Ernest Shackleton was born on 15 February 1874 in County Kildare, Ireland, the second of 10 children. His family moved to south east London in 1884, and Shackleton attended Dulwich College as a day boy.
He left school at the age of 16, and joined the merchant navy, which enabled him to travel widely. At the outbreak of the Boer War in 1899, he worked as third officer on a ship carrying troops from Southampton to the Cape.
Shackleton at his desk.
National Antarctic Expedition 1901-1904
Shackleton became a fellow of the Royal Geographical Society of London, and in 1901 he was chosen to go on an expedition to Antarctica led by Robert Falcon Scott.
During the expedition, Shackleton was in charge of the stores, and was later given responsibility for the catering on board the ship, 'Discovery'. He was also selected by Scott to take part in a sledging trek towards the South Pole. They reached as far south as 82º 17', and got closer to the Pole than anyone before them. The expedition party were forced to turn back because of severe conditions, terrain, and the onset of scurvy. Shackleton suffered from heart and lung conditions, and was invalided home.
Links to Scotland
Shackleton married Emily Mary Dorman in April 1904, and in the same year he was appointed Secretary of the Royal Scottish Geographical Society in Edinburgh. He lived at 14 South Learmonth Gardens, Edinburgh, until 1910.
In 1906, he unsuccessfully stood as a Member of Parliament in Dundee, and he later worked for William Beardmore as Secretary of the technical committee of Beardmore's engineering works at Parkhead, Glasgow — a firm of naval ship builders and one of the largest employers in the Glasgow area at the time. Beardmore became a chief supporter of Shackleton's Nimrod expedition, and the Beardmore Glacier in Antarctica is named after him.
British Antarctic (Nimrod) expedition, 1907-1909
Shackleton set sail for the Antarctic again in 1907, with the aim of being the first to reach the South Pole. Although this was not achieved, the expedition members made the first ascent of Mount Erebus, reached the location of the magnetic South Pole, and were the first to set foot on the South Polar Plateau.
During this expedition, Shackleton acquired the nickname 'the Boss' due to his leadership qualities. He received a hero's welcome when he returned home, and was knighted by King Edward VII.
Imperial Trans-Antarctic expedition, 1914-1916
Amundsen reached the South Pole in 1911, followed by Scott. Shackleton decided to tackle the one great journey that remained — crossing the Antarctic continent. He announced the Imperial Trans-Antarctic expedition in December 1913, and the 'Endurance' set sail in August 1914.
By mid-January 1915, the ship was stuck fast in the pack ice in the Weddell Sea. After 10 months, the ship began to break up and the men were forced to camp on an ice floe for six months. When the ice floe began to break, the expedition team left for Elephant Island in three small lifeboats — the 'Stancomb-Wills', the 'Dudley Docker', and the 'James Caird'.
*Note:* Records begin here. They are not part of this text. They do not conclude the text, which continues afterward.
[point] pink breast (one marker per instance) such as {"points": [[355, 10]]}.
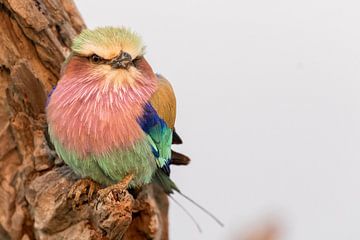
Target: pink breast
{"points": [[89, 121]]}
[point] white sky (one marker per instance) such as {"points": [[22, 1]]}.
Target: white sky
{"points": [[268, 107]]}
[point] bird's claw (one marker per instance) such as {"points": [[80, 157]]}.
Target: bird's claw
{"points": [[82, 186], [119, 187]]}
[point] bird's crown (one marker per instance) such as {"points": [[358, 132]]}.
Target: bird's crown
{"points": [[108, 42]]}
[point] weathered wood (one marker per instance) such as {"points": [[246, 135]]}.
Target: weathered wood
{"points": [[35, 37]]}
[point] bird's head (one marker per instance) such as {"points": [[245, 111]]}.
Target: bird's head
{"points": [[108, 56]]}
Elephant Island was a long way from any shipping routes, and so Shackleton and five other men embarked on an 800-mile voyage to South Georgia in the 'James Caird', a 22-foot boat. They were at sea in treacherous conditions for 16 days before reaching land. Shackleton and two of his men then had to traverse the unclimbed and unsurveyed Allardyce Range to reach Stromness Whaling Station where they were able to get help.
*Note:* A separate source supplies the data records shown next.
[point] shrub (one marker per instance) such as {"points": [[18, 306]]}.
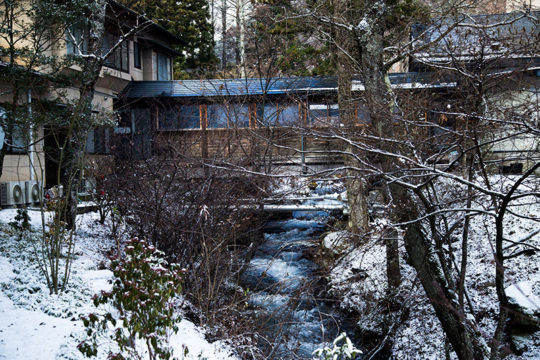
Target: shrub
{"points": [[21, 222], [345, 350], [142, 297]]}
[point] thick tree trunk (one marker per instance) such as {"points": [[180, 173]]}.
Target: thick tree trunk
{"points": [[380, 103], [460, 332], [356, 185]]}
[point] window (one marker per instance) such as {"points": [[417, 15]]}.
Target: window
{"points": [[239, 115], [267, 114], [119, 58], [98, 141], [162, 67], [168, 119], [17, 141], [333, 113], [76, 41], [318, 114], [217, 116], [189, 117], [137, 55], [362, 115], [288, 115]]}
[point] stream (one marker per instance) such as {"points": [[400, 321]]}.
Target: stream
{"points": [[282, 283]]}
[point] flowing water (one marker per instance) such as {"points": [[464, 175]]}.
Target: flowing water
{"points": [[281, 282]]}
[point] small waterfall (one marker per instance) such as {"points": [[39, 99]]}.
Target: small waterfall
{"points": [[281, 283]]}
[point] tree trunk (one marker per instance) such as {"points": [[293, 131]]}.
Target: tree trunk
{"points": [[461, 334], [380, 103], [356, 185]]}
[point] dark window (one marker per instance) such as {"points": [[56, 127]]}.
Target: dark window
{"points": [[267, 114], [333, 113], [17, 143], [98, 141], [168, 119], [362, 115], [189, 117], [137, 55], [239, 115], [318, 114], [217, 116], [288, 115], [119, 58], [76, 41], [162, 67]]}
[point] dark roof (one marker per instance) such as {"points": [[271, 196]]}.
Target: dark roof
{"points": [[271, 86]]}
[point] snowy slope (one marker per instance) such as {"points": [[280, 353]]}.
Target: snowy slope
{"points": [[359, 281], [36, 325]]}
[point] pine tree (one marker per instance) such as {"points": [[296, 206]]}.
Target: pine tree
{"points": [[189, 20]]}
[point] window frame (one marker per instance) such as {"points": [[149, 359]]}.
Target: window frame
{"points": [[137, 55]]}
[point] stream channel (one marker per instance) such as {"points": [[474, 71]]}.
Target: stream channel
{"points": [[282, 282]]}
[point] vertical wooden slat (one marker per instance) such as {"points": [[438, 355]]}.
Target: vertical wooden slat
{"points": [[204, 135]]}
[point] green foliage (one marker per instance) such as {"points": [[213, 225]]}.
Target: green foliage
{"points": [[143, 294], [189, 20], [342, 349], [286, 42], [21, 222]]}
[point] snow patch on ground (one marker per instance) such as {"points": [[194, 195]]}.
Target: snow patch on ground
{"points": [[359, 279], [37, 325]]}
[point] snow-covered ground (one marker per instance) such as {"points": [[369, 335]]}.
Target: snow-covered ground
{"points": [[37, 325], [359, 281]]}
The men left stranded on Elephant Island were rescued on 30 August 1916 after 105 days. The Ross Sea Party, who had been laying depots for the Shackleton expedition from the other side of the continent, were relieved in October 1916.
Shackleton returned to Britain in the midst of the First World War. He volunteered for the army and, although he did not see active service at the Front, he carried out various missions in South America and Russia.
In 1921, Shackleton sailed once again for Antarctica in the 'Quest' with the aim of circumnavigating the continent by sea. However, he died suddenly of a heart attack on 5 January 1922, and was buried at the Norwegian Cemetery at Grytviken, South Georgia.